Details on the 22/07/2019 incident and how we are fixing this for the future
On July 22th, Crisp experienced infrastructure issues caused hardware failures with our provider DigitalOcean. We wanted to be transparent about the technical cause of this incident.
On July 22th, Crisp experienced infrastructure issues caused hardware failures with our provider DigitalOcean. Those hardware failures produced a series of events causing two downtimes lasting each approximately 30 minutes.
We wanted to be transparent about the technical cause of this incident and how we are hardening things for the future, to prevent things like that from happening.
A basic introduction to the Crisp Infrastructure
Crisp relies on a micro-service architecture hosted at DigitalOcean. Crisp relies on 60 different servers and most are located in Amsterdam, The Netherlands. Crisp also relies on Cloudflare as a top-level proxy and CDN. Both those providers never (ever!) failed us over the last 3 years.
To be simple, a micro-service architecture is a server design where all the features are divided into multiple simple specialized components. As seen on our status page, those services are replicated to scale more and handle failures better. The micro-services are designed around Crisp features. Some handle notifications, other messages, emails, plugins, helpdesk, contacts, etc. If a single micro-service runtime breaks, Crisp is still up.
Here is a (very) simplified version of the Crisp Architecture:
As seen in this schema, micro-services are publishing tasks (message sent/received) using the Queue, and Databases storing/retrieving information using databases.
These components are important to make Crisp running properly.
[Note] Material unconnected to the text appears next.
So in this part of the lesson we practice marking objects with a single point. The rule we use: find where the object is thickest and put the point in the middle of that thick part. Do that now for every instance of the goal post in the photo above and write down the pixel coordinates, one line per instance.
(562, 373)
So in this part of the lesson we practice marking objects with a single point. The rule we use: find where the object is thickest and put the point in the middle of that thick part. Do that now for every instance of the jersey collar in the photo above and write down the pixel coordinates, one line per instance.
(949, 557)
Of course, our system were designed to handle some failures:
- If the Queue, is not running properly, the systems are stacking their events (like messages) locally, and then it's unstacked once it's up again. If the downtime is too long (like 5 minutes), we can easily create a fresh new queue server and all the events will start to be unstacked again (ie. traffic would be re-routed).
- In case of a failure databases like on MySQL or MongoDB, we have a cache layer so you can still access your dashboard and send/receive messages. The messages are then stored later.
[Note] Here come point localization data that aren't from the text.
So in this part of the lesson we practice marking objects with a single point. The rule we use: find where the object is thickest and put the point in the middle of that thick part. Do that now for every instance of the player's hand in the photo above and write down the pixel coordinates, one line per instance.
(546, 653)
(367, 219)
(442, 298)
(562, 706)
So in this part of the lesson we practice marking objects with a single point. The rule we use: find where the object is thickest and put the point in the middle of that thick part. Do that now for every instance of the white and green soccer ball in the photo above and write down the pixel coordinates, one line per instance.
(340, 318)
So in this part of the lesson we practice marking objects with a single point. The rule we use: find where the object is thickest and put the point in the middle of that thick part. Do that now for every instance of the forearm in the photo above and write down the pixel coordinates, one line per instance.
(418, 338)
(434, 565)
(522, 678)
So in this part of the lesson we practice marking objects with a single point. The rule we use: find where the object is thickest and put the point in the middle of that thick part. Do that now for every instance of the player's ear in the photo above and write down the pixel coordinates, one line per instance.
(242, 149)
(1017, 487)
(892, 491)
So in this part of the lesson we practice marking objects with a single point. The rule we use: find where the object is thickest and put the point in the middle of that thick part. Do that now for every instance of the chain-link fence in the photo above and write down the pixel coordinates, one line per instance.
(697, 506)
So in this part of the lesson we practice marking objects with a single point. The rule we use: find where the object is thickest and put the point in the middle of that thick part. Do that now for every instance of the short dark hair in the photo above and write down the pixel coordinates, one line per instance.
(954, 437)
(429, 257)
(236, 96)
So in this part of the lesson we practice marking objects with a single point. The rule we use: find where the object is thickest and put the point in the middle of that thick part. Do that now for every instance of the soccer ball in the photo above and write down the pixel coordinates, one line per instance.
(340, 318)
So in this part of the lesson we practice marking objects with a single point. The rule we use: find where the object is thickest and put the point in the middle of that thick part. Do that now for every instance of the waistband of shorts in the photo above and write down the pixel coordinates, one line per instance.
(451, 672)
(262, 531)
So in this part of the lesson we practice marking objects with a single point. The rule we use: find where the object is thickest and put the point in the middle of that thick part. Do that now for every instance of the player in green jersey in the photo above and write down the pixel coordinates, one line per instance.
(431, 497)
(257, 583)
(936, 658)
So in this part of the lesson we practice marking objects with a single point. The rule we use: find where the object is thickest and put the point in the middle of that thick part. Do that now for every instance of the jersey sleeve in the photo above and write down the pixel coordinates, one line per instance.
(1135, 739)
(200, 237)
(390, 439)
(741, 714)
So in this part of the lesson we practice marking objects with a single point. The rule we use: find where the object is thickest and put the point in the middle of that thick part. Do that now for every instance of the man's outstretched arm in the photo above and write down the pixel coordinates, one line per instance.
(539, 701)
- Redis and SSDB are very similar databases. These databases are designed to store temporary data, for caching or tokens. The major issue with those databases is these are designed to be fast and can't be easily clustered. As these systems can't be easily replicated/shared, the strategy in case of failure is to create a fresh new server and then to migrate the data in few minutes.
So what happened?
13:14 UTC: SSDB is gone
Our team received a monitoring alert as soon as the problem appeared at 13:14 UTC (15:14 local time), caught by our open-source Vigil monitoring system (which we built for Crisp).
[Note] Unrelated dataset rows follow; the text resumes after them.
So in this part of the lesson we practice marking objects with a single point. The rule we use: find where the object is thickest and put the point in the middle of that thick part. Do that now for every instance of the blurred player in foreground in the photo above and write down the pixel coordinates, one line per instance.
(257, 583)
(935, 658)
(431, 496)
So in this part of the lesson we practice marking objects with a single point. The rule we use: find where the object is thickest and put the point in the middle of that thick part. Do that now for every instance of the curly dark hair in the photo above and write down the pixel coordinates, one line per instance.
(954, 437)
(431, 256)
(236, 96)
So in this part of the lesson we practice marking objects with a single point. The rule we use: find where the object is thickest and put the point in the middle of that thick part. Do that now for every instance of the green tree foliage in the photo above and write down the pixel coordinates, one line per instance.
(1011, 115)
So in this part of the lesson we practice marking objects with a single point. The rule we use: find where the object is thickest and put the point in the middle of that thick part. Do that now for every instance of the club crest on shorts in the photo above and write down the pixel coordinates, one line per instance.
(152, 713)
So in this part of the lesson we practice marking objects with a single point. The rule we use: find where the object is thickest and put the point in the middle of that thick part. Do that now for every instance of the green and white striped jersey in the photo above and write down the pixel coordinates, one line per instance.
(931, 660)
In case of detected failed system, we receive an immediate alert on Slack (which the whole team is notified of). If the outage is still occuring 5 minutes afterwards, the alert is elevated to critical, and dedicated GSM phones start ringing all around (or waking us up at night).
Quickly, we found the impacted host and discovered that this server was hosting SSDB.
We immediately contacted DigitalOcean who was unaware of the situation, by creating a ticket. As their support team was unresponsive, we contacted them on Twitter as well.
Their team informed us of about the issue at 13:34 UTC (20 minutes later).
Thanks for that info. Our engineers are currently investigating issues on that Droplet's host hypervisor.
The backup plan
Meanwhile, we followed the strategy explained in the introduction. We started to deploy a new server using a backup a few minutes after the initial incident.
The problem is DigitalOcean system failed to create a new Droplet (500 errors on their dashboard + event processing delays). It took around 15 minutes to get a server created from a recent backup, which was unable to boot due to a backup restoration error out of our control (the second restoration attempt succeeded, though). Usually, DigitalOcean is able to spin up servers in less than 60 seconds.
The physical machine hosting the original server was fixed by DigitalOcean around 13:40 UTC so we decided to use it again, and delete our newly-restored server.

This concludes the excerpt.